Wednesday, November 15, 2023
History of The Marcels
Back in the early 2000s, when I started blogging heavily on baseball and hockey, I was intrigued, then aghast at the "forecasting" systems being offered, some for a price. They all came with a pseudo-promise of some sort or other.
This is the same thing with the stock market that I used to follow back in the 1990s. I saw an article at the time about evaluating stock predictions. And wouldn't you know it: only one of the ten brokerage houses even beat the index. Basically, nobody can predict anything really. No one has any special insight. You throw thousands of people together, and Random Variation will simply start putting some folks ahead of others.
It's also when I learned how Mutual Funds would get above-average results: you'd have a fund company that has two similar types of funds. One will do better than the other. Guess what happens: one absorbs the assets of the other, but NOT the history. So, now you get survivorship bias: all the remaining mutual funds are above average! And then they create a NEW second one, to keep that cycle going.

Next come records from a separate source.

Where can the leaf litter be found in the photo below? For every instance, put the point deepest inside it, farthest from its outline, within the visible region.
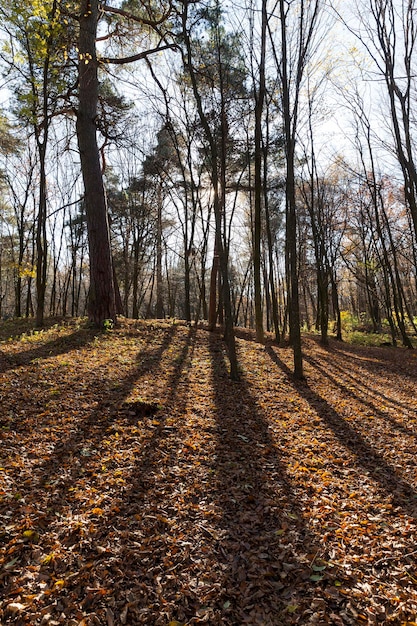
(140, 485)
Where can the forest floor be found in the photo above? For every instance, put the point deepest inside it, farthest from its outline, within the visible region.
(140, 485)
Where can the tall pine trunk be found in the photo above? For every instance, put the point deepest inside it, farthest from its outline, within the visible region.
(101, 305)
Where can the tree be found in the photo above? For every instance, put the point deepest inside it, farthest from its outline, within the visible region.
(298, 22)
(38, 33)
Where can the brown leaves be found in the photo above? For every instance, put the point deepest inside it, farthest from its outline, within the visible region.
(140, 485)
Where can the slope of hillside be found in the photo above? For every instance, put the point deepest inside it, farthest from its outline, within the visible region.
(139, 485)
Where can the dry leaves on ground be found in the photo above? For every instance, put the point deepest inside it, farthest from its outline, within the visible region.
(140, 485)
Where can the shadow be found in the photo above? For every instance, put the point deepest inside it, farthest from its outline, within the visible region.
(60, 345)
(385, 475)
(383, 359)
(360, 399)
(265, 548)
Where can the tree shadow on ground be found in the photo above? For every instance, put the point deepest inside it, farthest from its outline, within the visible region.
(402, 494)
(62, 344)
(266, 547)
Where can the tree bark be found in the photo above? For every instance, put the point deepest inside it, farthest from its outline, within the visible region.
(101, 305)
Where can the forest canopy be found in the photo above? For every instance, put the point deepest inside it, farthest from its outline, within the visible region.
(247, 164)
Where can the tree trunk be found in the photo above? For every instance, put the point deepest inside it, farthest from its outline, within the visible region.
(101, 305)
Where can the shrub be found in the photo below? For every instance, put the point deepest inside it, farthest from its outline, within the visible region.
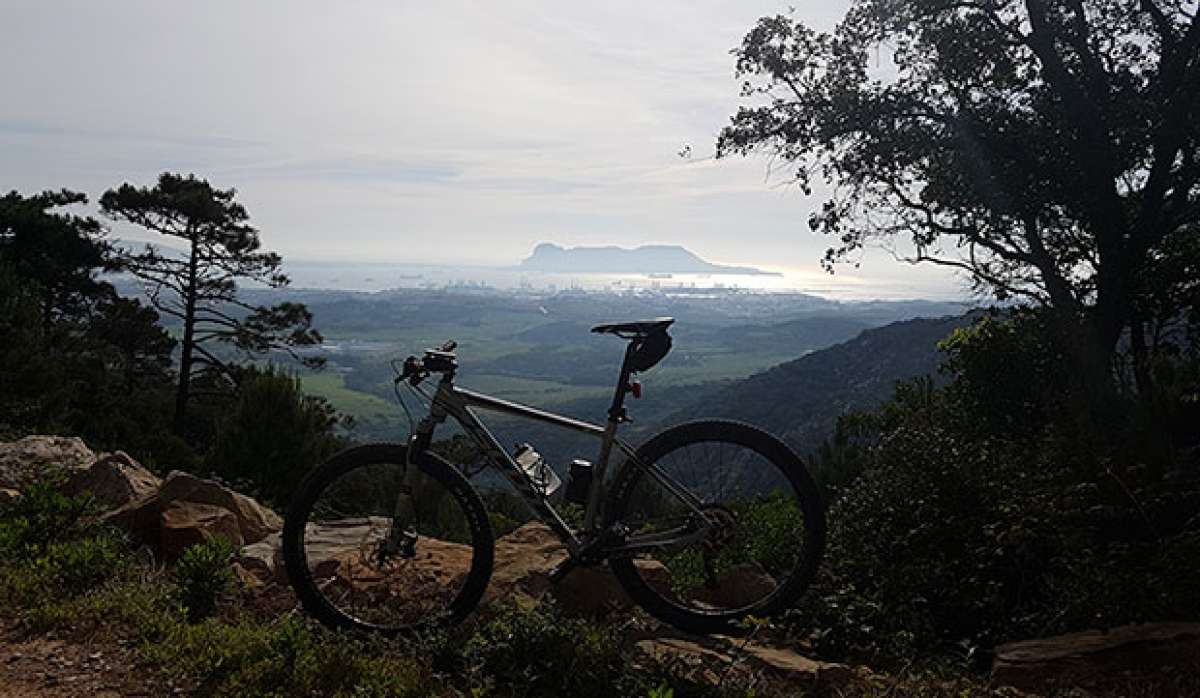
(273, 434)
(203, 575)
(991, 510)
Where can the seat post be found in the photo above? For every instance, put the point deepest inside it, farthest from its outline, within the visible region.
(617, 410)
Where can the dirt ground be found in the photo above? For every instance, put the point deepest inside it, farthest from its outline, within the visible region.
(57, 668)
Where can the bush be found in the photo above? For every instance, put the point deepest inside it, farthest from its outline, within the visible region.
(273, 434)
(990, 510)
(53, 546)
(204, 575)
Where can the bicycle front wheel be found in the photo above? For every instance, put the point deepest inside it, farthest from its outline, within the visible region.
(366, 551)
(765, 522)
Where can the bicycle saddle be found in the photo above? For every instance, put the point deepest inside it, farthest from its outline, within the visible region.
(635, 330)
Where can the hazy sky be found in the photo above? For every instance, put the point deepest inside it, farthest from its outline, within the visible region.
(441, 132)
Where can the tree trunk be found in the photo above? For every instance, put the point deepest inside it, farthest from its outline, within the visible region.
(185, 361)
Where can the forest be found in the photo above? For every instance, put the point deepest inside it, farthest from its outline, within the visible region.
(1026, 469)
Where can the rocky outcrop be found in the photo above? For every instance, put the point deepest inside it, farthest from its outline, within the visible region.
(523, 560)
(114, 480)
(184, 524)
(24, 461)
(172, 517)
(1085, 657)
(713, 660)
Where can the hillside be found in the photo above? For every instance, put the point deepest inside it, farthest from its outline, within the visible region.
(802, 399)
(610, 259)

This is also how they sell those free betting tips. You call some 1-800 number with three picks being offered for free. Well, they set up 8 different lines, each with a different combination of picks. One of them will get all of them right, and therefore 12.5% of the callers will be happy with those results, and stick with that phone line.

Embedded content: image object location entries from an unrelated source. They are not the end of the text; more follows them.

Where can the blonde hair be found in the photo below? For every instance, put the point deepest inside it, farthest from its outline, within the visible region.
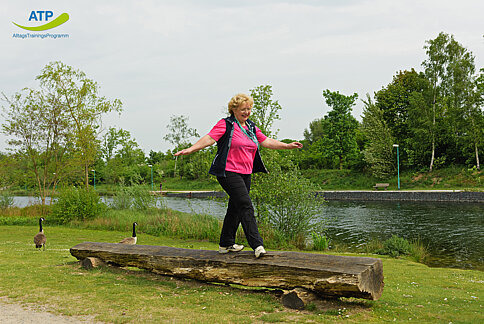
(238, 100)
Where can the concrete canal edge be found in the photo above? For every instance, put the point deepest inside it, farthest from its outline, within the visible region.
(363, 195)
(427, 195)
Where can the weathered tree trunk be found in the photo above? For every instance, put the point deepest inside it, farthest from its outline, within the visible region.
(90, 262)
(325, 275)
(298, 298)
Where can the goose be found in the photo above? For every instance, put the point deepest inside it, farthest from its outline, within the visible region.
(39, 238)
(133, 239)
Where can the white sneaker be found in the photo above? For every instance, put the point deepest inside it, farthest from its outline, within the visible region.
(232, 248)
(259, 251)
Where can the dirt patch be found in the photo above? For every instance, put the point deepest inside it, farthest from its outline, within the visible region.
(11, 313)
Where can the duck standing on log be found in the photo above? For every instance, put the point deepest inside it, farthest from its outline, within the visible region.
(39, 238)
(133, 239)
(238, 156)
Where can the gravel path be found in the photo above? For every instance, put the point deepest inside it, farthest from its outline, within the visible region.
(17, 314)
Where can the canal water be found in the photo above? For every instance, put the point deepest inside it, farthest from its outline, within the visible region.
(452, 232)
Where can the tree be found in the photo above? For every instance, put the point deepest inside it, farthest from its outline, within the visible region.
(77, 96)
(123, 157)
(39, 132)
(265, 110)
(474, 118)
(450, 69)
(378, 152)
(179, 133)
(340, 126)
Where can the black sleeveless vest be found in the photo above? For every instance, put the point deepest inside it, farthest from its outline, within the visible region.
(223, 145)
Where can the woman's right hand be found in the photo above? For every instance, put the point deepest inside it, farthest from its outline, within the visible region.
(182, 152)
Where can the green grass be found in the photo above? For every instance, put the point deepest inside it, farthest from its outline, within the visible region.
(54, 280)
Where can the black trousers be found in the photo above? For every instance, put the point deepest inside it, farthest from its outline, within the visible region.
(240, 210)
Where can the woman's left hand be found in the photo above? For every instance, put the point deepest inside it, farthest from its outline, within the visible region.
(294, 145)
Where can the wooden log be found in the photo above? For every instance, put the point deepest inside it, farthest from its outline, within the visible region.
(325, 275)
(90, 262)
(298, 298)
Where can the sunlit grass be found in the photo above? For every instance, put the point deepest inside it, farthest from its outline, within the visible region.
(54, 280)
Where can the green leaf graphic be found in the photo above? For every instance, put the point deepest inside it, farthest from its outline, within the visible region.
(54, 23)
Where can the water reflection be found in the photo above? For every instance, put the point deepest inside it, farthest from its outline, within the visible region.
(453, 232)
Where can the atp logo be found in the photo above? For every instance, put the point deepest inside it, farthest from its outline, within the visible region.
(44, 15)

Anyway, back to baseball. I decided to try my hand at forecasting. I started with something simple, and just used the three most recent seasons. It worked pretty well. Then I started adding more and more. And something curious happened. It would help for 51% of the batters and hurt 49% of the batters. No matter what I tried, other than age, nothing really stuck much. A different 51% of batters helped, but no real bias. Each iteration was alot of work, for such little gain. So, I decided to take a step back and decided to have as my baseline just a Naive model: last three seasons, age, and regression.
Then, I compared that to what was being published publicly, and something interesting happened: the Naive model was as good, or better than virtually everything out there. So, instead of trying to improve the model to try to get every little gain, I decided to publish as-is, and call it Marcel The Monkey Forecasting System, aka The Marcels, as the basic most simple forecasting system anyone should expect. So, instead of trying to be the best, I'm basically saying: this is the worst (acceptable). And boy did that clear the field. If you can't beat The Marcels, then what is the value-added of your system?
And so, I published it, and kept it up for a while. In the meantime, others have implemented my model (though without me checking their code, so I can't confirm they are totally faithful, but, I'm sure they are all excellent).
And that's how The Marcels work and came to be.
What simple changes would you make to improve it even more?
Seems as if ballpark adjustments could help? Forecasting players with no playing time as something less than average?